I have a vacuum chamber, connected to a vacuum pump with a pipe of diameter 50mm and need to create a high (0.0001mBar) vacuum.
I need to calculate the total suction time, and since I was not in the picture in the high vacuum area, I read some theories for example >here<.
The suction process starts at atmospheric pressure, and if I am right until about 0.001mBar the gas flow is viscous, after that the flow is molecular where less collision happens between particles.
In the continuous state I calculated the pressure drop by the time with iteration of this formula:
$$P=P_0 \mathrm{e}^{-Q \delta t/ V}$$
- $P_0$ - starting pressure
- $\mathrm{e}$ - euler number
- $Q$ - flow rate [L/min]
- $V$ - volume
- $\delta t$ - elapsed time
I've found some formulas in case of effusion but if I am right this is for the case if there is a pinhole in the system.
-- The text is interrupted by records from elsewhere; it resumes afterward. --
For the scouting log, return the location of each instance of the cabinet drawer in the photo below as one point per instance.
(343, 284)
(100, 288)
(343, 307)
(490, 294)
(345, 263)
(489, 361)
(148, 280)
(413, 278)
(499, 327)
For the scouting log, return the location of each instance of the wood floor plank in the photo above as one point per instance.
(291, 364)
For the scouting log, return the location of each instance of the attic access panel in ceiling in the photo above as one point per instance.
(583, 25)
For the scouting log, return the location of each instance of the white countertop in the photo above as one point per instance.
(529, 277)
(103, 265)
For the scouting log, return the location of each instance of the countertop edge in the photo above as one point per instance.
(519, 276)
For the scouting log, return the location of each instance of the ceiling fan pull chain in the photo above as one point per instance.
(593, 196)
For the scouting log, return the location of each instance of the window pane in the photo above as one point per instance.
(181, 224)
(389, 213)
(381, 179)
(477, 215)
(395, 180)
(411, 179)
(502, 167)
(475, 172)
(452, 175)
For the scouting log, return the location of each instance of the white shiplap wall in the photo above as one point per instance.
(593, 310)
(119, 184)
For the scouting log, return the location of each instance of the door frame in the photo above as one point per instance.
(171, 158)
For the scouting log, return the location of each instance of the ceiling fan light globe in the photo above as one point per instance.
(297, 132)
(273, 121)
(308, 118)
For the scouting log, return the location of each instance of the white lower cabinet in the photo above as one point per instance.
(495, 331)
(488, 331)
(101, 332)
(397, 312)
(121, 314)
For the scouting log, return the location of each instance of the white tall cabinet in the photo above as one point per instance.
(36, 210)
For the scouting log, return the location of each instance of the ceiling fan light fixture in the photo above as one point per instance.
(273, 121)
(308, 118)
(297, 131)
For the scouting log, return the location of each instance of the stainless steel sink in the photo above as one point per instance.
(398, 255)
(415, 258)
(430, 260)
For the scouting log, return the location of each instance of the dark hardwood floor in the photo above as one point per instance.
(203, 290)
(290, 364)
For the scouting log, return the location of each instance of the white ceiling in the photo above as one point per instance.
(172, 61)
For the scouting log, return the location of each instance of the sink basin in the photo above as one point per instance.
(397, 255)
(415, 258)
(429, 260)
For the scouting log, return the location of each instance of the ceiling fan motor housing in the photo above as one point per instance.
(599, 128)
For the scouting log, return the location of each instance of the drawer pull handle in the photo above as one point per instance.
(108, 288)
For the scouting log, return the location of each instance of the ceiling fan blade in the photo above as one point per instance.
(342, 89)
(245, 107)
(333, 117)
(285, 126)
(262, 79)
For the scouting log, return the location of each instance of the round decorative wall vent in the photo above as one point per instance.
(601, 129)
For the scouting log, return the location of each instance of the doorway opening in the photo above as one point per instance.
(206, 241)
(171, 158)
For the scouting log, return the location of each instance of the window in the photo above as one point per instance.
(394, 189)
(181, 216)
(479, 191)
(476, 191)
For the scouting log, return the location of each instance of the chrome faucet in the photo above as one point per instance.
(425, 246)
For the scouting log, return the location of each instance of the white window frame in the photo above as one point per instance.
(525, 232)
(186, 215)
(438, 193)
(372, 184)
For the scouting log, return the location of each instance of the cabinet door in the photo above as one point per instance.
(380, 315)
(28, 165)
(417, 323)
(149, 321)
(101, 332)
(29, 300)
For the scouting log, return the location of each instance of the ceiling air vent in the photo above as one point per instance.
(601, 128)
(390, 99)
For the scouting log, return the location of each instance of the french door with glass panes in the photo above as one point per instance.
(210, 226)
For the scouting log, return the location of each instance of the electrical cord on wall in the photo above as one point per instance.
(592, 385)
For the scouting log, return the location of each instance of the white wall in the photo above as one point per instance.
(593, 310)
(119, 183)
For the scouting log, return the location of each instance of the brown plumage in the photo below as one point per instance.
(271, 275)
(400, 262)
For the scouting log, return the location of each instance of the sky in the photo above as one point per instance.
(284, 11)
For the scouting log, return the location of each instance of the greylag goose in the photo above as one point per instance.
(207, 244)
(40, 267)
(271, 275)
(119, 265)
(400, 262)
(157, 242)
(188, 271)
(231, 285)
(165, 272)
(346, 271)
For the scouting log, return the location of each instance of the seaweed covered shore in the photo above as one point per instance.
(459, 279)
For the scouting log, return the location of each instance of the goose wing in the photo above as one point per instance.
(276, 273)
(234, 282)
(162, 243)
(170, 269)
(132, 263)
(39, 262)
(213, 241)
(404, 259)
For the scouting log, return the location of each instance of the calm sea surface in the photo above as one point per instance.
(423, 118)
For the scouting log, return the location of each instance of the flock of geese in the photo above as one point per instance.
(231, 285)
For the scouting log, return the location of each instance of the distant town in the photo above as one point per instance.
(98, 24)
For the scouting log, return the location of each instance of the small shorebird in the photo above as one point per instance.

However, I have a relatively big (50mm) hole on the side.
If I am right my case is a diffusion, but I don't find any formulas to calculate how many particles goes through the hole by the time.
I also have a formula to calculate the pressure based on number of outgoing particles in a given volume and temperature ($k_B$ = Boltzmann constant):
$P = n k_B T / V$
How can I calculate how many particles go through the hole by the time in the molecular state of suction?
Thank you